In the Q & A session, Jason Riley noted that school choice is hugely popular in the black community. The problem with the teachers’ union he said is that they don’t want students to go to schools the union cannot organize. Asked about President Trump’s plan to work with church leaders in Chicago, Riley said many blacks like the forthrightness of President Trump. He added, we should be careful not to confuse the agenda of groups like the NAACP with the needs and perceptions of everyday rank-and-file blacks. Asked about why he grew up so differently than others in his family, he confessed he could not answer that question. About the political practice of gerrymandering, he said it’s outdated and not necessary. Asked about upholding free speech on campuses, Riley said that it’s up to the adults to set the standards because kids will be kids. Asked why President Obama focused on police brutality, Jason Riley replied “identity politics” and “political expediency”. Asked about the Housing Act of 1968, he said the Housing Authority pendulum has swung too far and social engineering is not effective. The fact is, most blacks want to live in mostly black neighborhoods. Asked about why the facts he has presented are being ignored, he answered that those on the left in their identity politics have no interest in solving issues.

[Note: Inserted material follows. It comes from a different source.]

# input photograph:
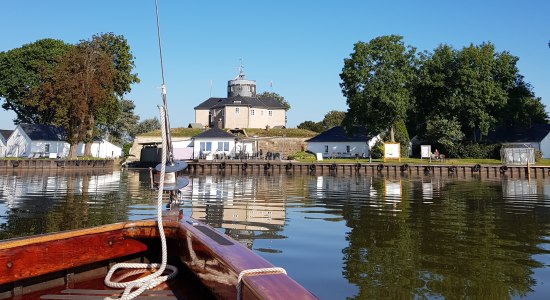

He added humorously, “Do you think ‘Black Lives Matter’ has any interest in resolving black issues?”
Asked about how people can help, Jason Riley answered that those who wish to get involved should focus on public policy. Stop trapping kids in failing schools. Stop pricing young people out of the labor force with minimum wages. Stop regulating. Let businesses develop and operate with less restraints. Work on restraining the policy makers. Allow success to happen. The Forum audience thanked Jason Riley with long applause. He had provided a volume of excellent information.